The collision of American and Russian nuclear submarines off the Russian Arctic coast won't alter the U.S. Navy's policy of operating its subs in international waters, the Navy's top officer said.
"The seas are free for everybody to operate in - ours, theirs, everybody else's," Adm. Frank B. Kelso II, the chief of naval operations, said in an interview Tuesday. "I don't see anything from this" incident that would change that.Kelso declined to discuss the collision, which occurred Feb. 11 in the Barents Sea, apparently not far from Murmansk, the strategic naval port on the Kola Peninsula. That is the location of the headquarters of the Northern Fleet, the largest in the Russian Navy.

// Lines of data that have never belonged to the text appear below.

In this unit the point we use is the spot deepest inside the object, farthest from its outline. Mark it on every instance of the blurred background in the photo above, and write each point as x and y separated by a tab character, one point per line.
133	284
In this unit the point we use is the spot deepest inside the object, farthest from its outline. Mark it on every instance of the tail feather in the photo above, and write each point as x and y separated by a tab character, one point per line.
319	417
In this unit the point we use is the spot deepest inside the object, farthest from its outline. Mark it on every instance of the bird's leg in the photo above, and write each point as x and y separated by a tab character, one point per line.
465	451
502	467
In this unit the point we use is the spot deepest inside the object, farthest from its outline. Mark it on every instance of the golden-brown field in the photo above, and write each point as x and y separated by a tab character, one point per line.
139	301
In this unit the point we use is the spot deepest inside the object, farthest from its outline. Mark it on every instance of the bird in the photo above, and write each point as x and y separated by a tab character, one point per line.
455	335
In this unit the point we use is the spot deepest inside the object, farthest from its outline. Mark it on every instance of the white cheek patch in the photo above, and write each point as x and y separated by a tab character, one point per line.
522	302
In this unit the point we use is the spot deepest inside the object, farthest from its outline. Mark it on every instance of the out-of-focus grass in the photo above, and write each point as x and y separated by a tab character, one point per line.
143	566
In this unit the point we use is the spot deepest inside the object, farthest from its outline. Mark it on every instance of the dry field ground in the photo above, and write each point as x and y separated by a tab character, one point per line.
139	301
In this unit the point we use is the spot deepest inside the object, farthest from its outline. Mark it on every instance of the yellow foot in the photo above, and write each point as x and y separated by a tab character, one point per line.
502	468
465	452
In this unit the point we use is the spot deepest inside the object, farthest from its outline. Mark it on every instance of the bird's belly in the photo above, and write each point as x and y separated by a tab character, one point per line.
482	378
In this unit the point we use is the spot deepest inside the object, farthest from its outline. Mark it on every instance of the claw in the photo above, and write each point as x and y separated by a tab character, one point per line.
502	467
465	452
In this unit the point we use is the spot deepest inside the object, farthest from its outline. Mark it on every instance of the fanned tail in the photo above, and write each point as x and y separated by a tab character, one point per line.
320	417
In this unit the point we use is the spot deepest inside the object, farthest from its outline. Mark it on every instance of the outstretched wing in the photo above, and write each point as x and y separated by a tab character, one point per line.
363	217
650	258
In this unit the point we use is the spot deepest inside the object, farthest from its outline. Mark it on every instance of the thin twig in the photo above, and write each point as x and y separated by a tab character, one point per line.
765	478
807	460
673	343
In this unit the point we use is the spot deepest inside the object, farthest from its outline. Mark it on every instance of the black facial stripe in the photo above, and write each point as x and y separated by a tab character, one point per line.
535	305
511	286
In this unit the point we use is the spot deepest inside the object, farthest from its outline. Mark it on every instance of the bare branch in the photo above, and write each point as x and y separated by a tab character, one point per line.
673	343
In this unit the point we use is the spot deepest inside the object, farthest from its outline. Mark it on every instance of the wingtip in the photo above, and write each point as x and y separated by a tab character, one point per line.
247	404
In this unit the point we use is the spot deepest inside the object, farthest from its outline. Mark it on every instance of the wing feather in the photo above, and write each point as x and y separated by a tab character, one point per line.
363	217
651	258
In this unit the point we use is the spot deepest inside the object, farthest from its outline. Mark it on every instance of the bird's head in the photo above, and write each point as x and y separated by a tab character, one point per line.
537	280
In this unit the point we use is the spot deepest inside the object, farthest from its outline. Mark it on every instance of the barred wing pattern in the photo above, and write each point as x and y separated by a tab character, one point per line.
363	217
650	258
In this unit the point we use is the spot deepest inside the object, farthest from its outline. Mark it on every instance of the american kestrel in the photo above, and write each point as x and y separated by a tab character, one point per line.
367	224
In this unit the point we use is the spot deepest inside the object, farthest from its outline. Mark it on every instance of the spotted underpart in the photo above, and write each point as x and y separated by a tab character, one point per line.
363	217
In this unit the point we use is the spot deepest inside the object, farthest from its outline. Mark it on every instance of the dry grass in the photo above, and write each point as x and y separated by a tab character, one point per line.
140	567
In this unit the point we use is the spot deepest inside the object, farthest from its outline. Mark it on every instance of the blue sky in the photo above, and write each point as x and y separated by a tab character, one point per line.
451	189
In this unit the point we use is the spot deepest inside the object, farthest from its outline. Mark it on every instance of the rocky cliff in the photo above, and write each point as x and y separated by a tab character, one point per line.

A brief U.S. Navy statement said the USS Baton Rouge, a Los Angeles-class nuclear attack submarine, was at periscope depth when it was hit by a surfacing Russian sub. The Baton Rouge watched the other sub surface and head toward port, then the Baton Rouge began a return journey to its home port at Norfolk, Va.
There were no reports of radiation contamination.
The Navy said the Baton Rouge suffered no apparent damage and no injuries and was due back at Norfolk on Feb. 25.
But Interfax, an independent news agency in Russia, said fragments of the U.S. sub's protective covering were found between the rails of the deck house barrier on the Russian vessel.
And the commander of the Russian submarine said in an interview published Wednesday that he thinks the American submarine suffered serious damage.
Cmdr. Igor Lokot told the military newspaper Krasnaya Zvezda (Red Star) that his submarine's titanium command tower was slightly damaged in the collision but said the nuclear reactor was unharmed.